Les pommes, finalement, illustrent bien ce que je veux dire. Bien avant mon premier Mac ou mon premier ailPhone*, j'ai vécu leur diversité. Je n'en connaissais pas encore les noms, mais on distinguait les pommes à croquer, celles à compote, d'autres dont ma grand-mère faisait de délicieuses tartes, les petites cabossées et astringentes qui finissaient au pressoir… Les brochures officielles, celle qui nous recommandent (sans nous donner envie) de manger cinq fruits et légumes par jour, m'expliquent doctement qu'il existe "trente variétés de pommes cultivées en France". En réalité (en cachette?), on en recense plus de sept-cents rien que dans l'Hexagone, miraculeusement préservées pour certaines dans des vergers conservatoires dont on ne dira jamais assez l'extraordinaire utilité. 


Oui, moi qui suis un peu rustre, réfractaire en tout cas au polissage urbain, j'aime ce que me raconte ce fruit rustique et polymorphe. J'aime son culte de la diversité, et de la différence. Différentes variétés, différents usages et, différents goûts, qu'il s'agisse du goût de la pomme ou de celui qui la mange. Tous les goûts sont dans la Nature. Y compris dans la mienne.
Voilà pourquoi j'aime ce que je ne connais pas encore. Et j'aime par dessus tout qu'on me le fasse découvrir. Pour quitter la pomme, et aller vers le raisin, dans sa version jus fermenté, j'adore qu'un caviste (ou un sommelier) me guide vers des vins inconnus, des trucs qu'il est allé dénicher et qu'il est "le seul" à pouvoir m'offrir, qu'il me surprenne, m'étonne. C'est même le fondement de son pouvoir, sa raison d'être. Vous comprenez bien qu'un type qui vous propose la même bouteille que ses voisins, autant, pour se rassurer et voir des étiquettes connues, aller pousser un caddie ou fréquenter une chaîne de distributeurs de boissons comme Nicolas, la filiale de Castel.


Cette courte réflexion m'a été inspirée par une merveilleuse syrah que j'ai bue comme un trou. La bouteille n'a pas tenu dix minutes montre en main. Quel jus splendide! À la fois dense et frais, charnu, tenu par une magnifique colonne vertébrale atramentaire, par des amers de grande qualité qui venaient souligner la précision du fruit. Un peu le style de Gonon: rigueur et gourmandise. Il a fallu immédiatement, entre gambas rojas et secreto ibérico, déboucher la seconde pour vérifier que ce n'était pas un mirage.
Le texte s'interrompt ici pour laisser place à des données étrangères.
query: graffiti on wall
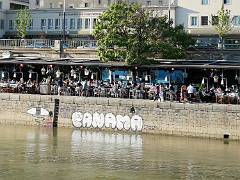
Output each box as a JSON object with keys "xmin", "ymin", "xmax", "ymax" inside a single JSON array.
[
  {"xmin": 27, "ymin": 107, "xmax": 52, "ymax": 125},
  {"xmin": 72, "ymin": 112, "xmax": 143, "ymax": 132}
]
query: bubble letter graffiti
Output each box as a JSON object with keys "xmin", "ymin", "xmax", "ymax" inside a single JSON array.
[{"xmin": 72, "ymin": 112, "xmax": 83, "ymax": 128}]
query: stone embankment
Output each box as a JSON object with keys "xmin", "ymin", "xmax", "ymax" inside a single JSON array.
[{"xmin": 0, "ymin": 93, "xmax": 240, "ymax": 140}]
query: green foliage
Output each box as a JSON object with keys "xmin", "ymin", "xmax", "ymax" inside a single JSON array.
[
  {"xmin": 213, "ymin": 5, "xmax": 232, "ymax": 38},
  {"xmin": 94, "ymin": 2, "xmax": 194, "ymax": 65},
  {"xmin": 15, "ymin": 8, "xmax": 32, "ymax": 39}
]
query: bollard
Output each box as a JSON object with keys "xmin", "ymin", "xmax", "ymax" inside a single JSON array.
[
  {"xmin": 53, "ymin": 99, "xmax": 60, "ymax": 128},
  {"xmin": 223, "ymin": 133, "xmax": 230, "ymax": 144}
]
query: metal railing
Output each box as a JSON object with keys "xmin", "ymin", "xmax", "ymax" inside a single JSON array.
[{"xmin": 0, "ymin": 39, "xmax": 97, "ymax": 49}]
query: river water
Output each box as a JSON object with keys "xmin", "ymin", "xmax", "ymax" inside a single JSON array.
[{"xmin": 0, "ymin": 126, "xmax": 240, "ymax": 180}]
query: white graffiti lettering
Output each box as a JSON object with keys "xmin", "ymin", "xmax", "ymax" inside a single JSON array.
[
  {"xmin": 82, "ymin": 112, "xmax": 92, "ymax": 128},
  {"xmin": 116, "ymin": 115, "xmax": 131, "ymax": 131},
  {"xmin": 105, "ymin": 113, "xmax": 116, "ymax": 129},
  {"xmin": 72, "ymin": 112, "xmax": 143, "ymax": 132},
  {"xmin": 92, "ymin": 112, "xmax": 105, "ymax": 128},
  {"xmin": 72, "ymin": 112, "xmax": 83, "ymax": 128},
  {"xmin": 131, "ymin": 115, "xmax": 143, "ymax": 131}
]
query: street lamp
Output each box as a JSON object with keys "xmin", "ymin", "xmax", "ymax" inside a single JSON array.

Et ce n'en était pas un!
Domaine des Entrefaux 2012, le crozes-hermitage de la famille Tardy à Chanos-Curson. J'ai le vague souvenir d'avoir croisé ce vin mais je ne sais plus où et quand. On me dit en plus que ce délice vaut quatorze euros. Si on ne l'avait pas versé dans mon verre sans me demander mon avis, si on s'était contenté de jouer au jeu des marques et des noms, de tourner le dos à la diversité, je ne l'aurais sûrement pas bu, et je le regretterais. Heureusement pour moi, quelqu'un a décidé de penser différemment. Je l'en remercie.




* Qui sont d'ailleurs devenu d'un conformisme… Cela dit, leur réussite prouve aussi que l'on peut gagner sans suivre le troupeau.